| .. | ||
| common.nix | ||
| flake.lock | ||
| flake.nix | ||
| hardware-smoke.sh | ||
| nightlight_remote_write.py | ||
| node01.nix | ||
| node02.nix | ||
| node03.nix | ||
| node04.nix | ||
| node05.nix | ||
| node06.nix | ||
| README.md | ||
| run-baremetal-iso-e2e.sh | ||
| run-cluster.sh | ||
| run-core-control-plane-ops-proof.sh | ||
| run-local-baseline.sh | ||
| run-publishable-kvm-suite.sh | ||
| run-supported-surface-final-proof.sh | ||
| storage-node01.nix | ||
| storage-node02.nix | ||
| storage-node03.nix | ||
| storage-node04.nix | ||
| storage-node05.nix | ||
| verify-baremetal-iso.sh | ||
| vm-bench-guest-image.nix | ||
| vm-guest-image.nix | ||
| work-root-budget.sh | ||
UltraCloud VM Test Cluster
nix/test-cluster is the canonical local validation path for UltraCloud.
It boots six QEMU VMs, treats them as hardware-like nodes, and validates representative control-plane, worker, and gateway behavior over SSH and service endpoints.
All VM images are built on the host in a single Nix invocation and then booted as prebuilt artifacts.

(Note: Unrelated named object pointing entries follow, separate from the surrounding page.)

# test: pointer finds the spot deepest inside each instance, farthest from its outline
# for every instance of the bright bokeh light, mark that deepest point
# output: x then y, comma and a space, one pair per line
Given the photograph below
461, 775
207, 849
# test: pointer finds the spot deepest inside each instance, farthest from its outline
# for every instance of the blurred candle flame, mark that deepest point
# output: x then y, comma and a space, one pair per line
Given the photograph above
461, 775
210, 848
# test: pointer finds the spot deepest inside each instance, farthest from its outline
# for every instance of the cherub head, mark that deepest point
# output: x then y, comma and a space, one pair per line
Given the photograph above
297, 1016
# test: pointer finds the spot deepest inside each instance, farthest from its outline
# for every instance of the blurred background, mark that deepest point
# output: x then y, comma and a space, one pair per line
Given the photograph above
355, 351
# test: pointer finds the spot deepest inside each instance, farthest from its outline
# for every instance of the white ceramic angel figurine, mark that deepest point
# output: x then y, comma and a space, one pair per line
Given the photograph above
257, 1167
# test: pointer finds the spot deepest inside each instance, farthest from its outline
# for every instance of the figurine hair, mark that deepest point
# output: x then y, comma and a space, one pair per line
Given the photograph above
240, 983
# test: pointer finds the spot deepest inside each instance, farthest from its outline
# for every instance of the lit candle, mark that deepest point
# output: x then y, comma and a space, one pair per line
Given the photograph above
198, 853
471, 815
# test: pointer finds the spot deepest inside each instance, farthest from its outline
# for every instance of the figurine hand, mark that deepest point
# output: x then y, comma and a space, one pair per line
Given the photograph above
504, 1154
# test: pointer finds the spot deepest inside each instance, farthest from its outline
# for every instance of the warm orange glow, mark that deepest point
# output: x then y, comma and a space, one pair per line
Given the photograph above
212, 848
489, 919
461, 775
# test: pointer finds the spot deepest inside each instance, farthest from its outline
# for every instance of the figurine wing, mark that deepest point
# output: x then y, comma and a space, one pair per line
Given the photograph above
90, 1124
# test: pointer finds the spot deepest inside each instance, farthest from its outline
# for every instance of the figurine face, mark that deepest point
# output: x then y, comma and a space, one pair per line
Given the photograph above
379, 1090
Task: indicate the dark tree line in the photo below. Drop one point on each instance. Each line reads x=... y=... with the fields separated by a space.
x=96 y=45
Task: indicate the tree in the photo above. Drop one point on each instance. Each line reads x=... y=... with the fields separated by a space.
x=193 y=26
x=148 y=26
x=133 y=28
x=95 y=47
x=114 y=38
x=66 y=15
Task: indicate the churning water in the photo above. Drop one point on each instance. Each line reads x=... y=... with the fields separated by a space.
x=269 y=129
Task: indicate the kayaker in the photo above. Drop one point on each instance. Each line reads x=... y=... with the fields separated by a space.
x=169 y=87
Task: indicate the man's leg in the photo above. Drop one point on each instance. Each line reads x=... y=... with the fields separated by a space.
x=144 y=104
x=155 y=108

The guests do not compile the stack locally.
The same harness also owns the canonical bare-metal bootstrap proof: a raw-QEMU ISO flow that phones home to deployer, runs Disko, reboots, and waits for nix-agent desired-system convergence on one control-plane node and one worker-equivalent node.
That local QEMU proof is intentionally the same operator route planned for hardware. The same nixosConfigurations.ultracloud-iso image can be written to USB or attached through BMC virtual media on a physical host; QEMU with KVM is only standing in for the chassis while the install flow, phone-home, Disko, reboot, and desired-system handoff stay the same.
The hardware bridge now has its own canonical wrapper: nix run ./nix/test-cluster#hardware-smoke -- preflight. It writes the exact kernel parameters, expected ULTRACLOUD_MARKER lines, failure markers, and operator handoff under ./work/hardware-smoke/latest, and the same wrapper can later be rerun as run or capture when USB or BMC/Redfish transport is actually available.
The harness keeps the install contract reusable by pushing install details into classes and pools. verify-baremetal-iso.sh now publishes node classes whose install_plan owns the install profile and stable disk selector, while node records carry only identity plus any desired-system override that is genuinely host-specific. In the canonical QEMU proof that means the node record carries the prebuilt desired_system.target_system plus the health check, and the class carries the install plan. The chassis emulates the preferred hardware-style disk selection by attaching explicit virtio serials and installing against /dev/disk/by-id/virtio-uc-control-root and /dev/disk/by-id/virtio-uc-worker-root.
When /dev/kvm is absent, the portable fallback is not another harness subcommand. Use the root-flake non-KVM lane instead: nix build .#checks.x86_64-linux.portable-control-plane-regressions.
When /dev/kvm and nested virtualization are available, the reproducible publishable lane is ./nix/test-cluster/run-publishable-kvm-suite.sh, which records environment metadata and then runs fresh-smoke, fresh-demo-vm-webapp, and fresh-matrix in order.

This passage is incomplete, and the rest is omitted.